Tout d’abord, je voudrais rappeler que la permaculture n’est pas une technique, mais un concept. C’est une tentative de copier les mécanismes de la nature. En agriculture, par exemple, il s’agit d’appliquer le plus possible les lois de la nature pour faire pousser ses légumes. De la même manière, la permaculture humaine consiste donc à recréer des groupes humains en équilibre en s’inspirant de la nature. Le système industriel a en effet créé des groupes humains pyramidaux avec un patron, un propriétaire, un gouvernement. Tout le monde travaille pour celui qui est en haut. Or ce système est dysfonctionnel. L’idée, avec la permaculture humaine, c’est de faire appel à une forme de travail plus horizontale en se demandant comment, dans une équipe, on arrive à mettre en interrelation nos talents et nos expériences déjà acquises, afin d’aller tous dans une même direction, vers un même objectif. C’est recréer un écosystème humain dans lequel toutes les compétences sont mises au service d’un projet. L’être humain est en effet un mammifère social, comme les fourmis sont des insectes sociaux, et il est important que l’on réapprenne à fonctionner ensemble. À solidariser, à collaborer, non pas pour un but industriel, pour produire et consommer, mais pour améliorer notre qualité de vie et permettre la continuité de notre espèce. Parce que si nous continuons à vivre comme nous le faisons actuellement, nous allons droit dans le mur. Car ce n’est pas la planète qui est en danger. Elle, elle va se régénérer avec le temps. Mais c’est bien l’espèce humaine qui est en danger, car elle ne fonctionne pas en appliquant les lois de la nature vieille de 3,8 milliards d’années d’expérimentation.

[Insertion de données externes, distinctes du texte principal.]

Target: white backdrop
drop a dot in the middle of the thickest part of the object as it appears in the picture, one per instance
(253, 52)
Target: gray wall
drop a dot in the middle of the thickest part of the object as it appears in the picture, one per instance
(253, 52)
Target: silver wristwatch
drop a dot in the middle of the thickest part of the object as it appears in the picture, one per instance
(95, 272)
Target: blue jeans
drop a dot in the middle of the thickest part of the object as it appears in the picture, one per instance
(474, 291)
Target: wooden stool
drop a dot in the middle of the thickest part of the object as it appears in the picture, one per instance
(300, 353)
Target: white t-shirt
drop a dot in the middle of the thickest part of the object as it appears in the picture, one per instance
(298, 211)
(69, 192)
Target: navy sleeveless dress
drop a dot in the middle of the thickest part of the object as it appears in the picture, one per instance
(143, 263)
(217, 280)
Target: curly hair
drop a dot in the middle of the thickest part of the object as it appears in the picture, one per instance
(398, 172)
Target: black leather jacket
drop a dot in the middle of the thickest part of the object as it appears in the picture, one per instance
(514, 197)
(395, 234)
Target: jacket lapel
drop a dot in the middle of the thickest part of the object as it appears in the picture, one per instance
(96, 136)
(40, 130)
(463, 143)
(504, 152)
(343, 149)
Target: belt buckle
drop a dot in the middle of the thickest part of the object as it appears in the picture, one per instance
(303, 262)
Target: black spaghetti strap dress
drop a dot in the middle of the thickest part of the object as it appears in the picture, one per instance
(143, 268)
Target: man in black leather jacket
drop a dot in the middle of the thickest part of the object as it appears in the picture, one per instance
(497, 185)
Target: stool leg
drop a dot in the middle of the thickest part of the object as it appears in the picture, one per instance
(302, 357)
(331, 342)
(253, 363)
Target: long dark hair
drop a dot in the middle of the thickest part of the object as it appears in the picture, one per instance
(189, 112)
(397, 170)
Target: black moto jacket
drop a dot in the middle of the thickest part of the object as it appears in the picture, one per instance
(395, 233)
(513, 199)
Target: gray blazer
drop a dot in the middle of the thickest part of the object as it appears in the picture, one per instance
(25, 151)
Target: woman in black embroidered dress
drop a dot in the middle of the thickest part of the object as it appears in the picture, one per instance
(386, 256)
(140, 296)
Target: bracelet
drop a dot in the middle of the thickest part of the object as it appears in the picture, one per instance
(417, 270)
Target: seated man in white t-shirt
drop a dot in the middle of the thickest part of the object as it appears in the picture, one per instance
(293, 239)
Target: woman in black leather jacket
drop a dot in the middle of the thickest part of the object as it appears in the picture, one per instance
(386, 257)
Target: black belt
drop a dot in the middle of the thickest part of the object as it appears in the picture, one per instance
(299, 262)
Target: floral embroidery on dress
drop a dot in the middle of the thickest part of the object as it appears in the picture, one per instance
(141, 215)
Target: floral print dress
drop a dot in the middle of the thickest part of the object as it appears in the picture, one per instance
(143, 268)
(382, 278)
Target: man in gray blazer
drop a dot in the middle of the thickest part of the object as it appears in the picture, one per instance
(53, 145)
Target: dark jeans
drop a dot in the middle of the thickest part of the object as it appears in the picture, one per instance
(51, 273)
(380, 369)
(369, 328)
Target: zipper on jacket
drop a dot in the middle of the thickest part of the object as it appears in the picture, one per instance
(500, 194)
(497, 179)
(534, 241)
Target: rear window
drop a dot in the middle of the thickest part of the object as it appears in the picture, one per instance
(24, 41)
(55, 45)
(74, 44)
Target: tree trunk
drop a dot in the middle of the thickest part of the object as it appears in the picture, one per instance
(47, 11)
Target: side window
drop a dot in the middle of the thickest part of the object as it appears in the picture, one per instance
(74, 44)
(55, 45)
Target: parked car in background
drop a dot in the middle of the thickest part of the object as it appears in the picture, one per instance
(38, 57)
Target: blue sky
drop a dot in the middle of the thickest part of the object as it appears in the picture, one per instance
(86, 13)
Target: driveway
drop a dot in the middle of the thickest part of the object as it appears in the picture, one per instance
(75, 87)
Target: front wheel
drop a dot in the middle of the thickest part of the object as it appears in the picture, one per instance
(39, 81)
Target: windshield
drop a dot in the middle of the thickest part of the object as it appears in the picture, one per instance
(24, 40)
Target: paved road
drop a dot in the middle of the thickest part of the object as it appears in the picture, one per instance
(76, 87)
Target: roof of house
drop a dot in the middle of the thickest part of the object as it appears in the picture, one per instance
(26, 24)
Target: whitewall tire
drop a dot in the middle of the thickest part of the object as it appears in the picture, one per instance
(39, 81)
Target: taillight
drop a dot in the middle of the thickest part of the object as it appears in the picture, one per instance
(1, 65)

© universitetransition.org

© universitetransition.org

C’est ce constat qui vous a incité à écrire ce livre ?

Beaucoup de personnes se lèvent le matin en se demandant quel est le sens de tout ça. On travaille huit heures par jour, quarante heures par semaine, la société est en déclin, l’économie dysfonctionnelle, les réserves de pétrole diminuent… On se demande ce qu’il faut faire. On va voir le film Demain, on en sort tout ému et on s’interroge : par où on commence ? Ce livre est là pour outiller les gens. Car il y a une demande. Je le vois au succès de mes formations. Nous sommes actuellement en transition entre un modèle industriel qui s’écroule, qui n’a pas fait ses preuves, et un nouveau monde plus collaboratif, plus associatif où l’on doit apprendre à collaborer pour laisser une planète viable à nos enfants et aux générations futures.

Justement, par où commence-t-on ?

Cela commence par soi. Tout le monde veut que les gouvernements changent, que les politiques changent, que les voisins changent, mais il faut commencer par soi-même. Et c’est ce que l’on propose à travers ce livre en prenant le lecteur par la main et en lui proposant des exercices pour l’aider à se transformer. Pour cela, il est indispensable d’apprendre à laisser de l’espace pour utiliser l’hémisphère droit de son cerveau, qui a totalement été oublié, mis de côté, à l’école « des perroquets », dans le monde industriel. Or c’est un hémisphère intuitif, qui ressent les choses et qui nous permet de nous connecter avec la nature. C’est la partie de notre être, de notre corps qui est capable de ressentir le milieu. Par exemple, lorsque l’on discute avec quelqu’un, on ne fait pas qu’écouter et analyser intellectuellement ce que la personne dit, on la ressent aussi et nous avons oublié d’être attentifs à ces ressentis. Une partie de nous, émotionnelle, ressent ce que l’autre dit. Cela crée une vibration en nous qui nous permet de savoir ce qui est juste. Non pas ce qui est bien ou mal, mais ce qui est juste pour nous à ce moment précis. L’hémisphère droit permet aussi d’appréhender ce qui se dit en se mettant en relation avec quelque chose de beaucoup plus lointain, avec la programmation cellulaire. On parle de physique quantique. Bien sûr, je ne peux pas l’expliquer d’une manière scientifique, mais je peux dire, en l’ayant expérimenté sur moi-même, puis sur des élèves depuis vingt ans, que l’on découvre ainsi, en laissant de l’espace à cet hémisphère droit, un monde tout à fait extraordinaire. Nombreux sont mes élèves qui ont en effet transformé leur compréhension de la vie parce qu’ils sont désormais capables d’appréhender le monde, leur ferme, leur groupe social, les gens autour de leur association, de mieux communiquer, simplement parce qu’ils savent sentir ce que l’autre ressent au lieu d’être sur la défensive, dans le jugement ou l’analyse.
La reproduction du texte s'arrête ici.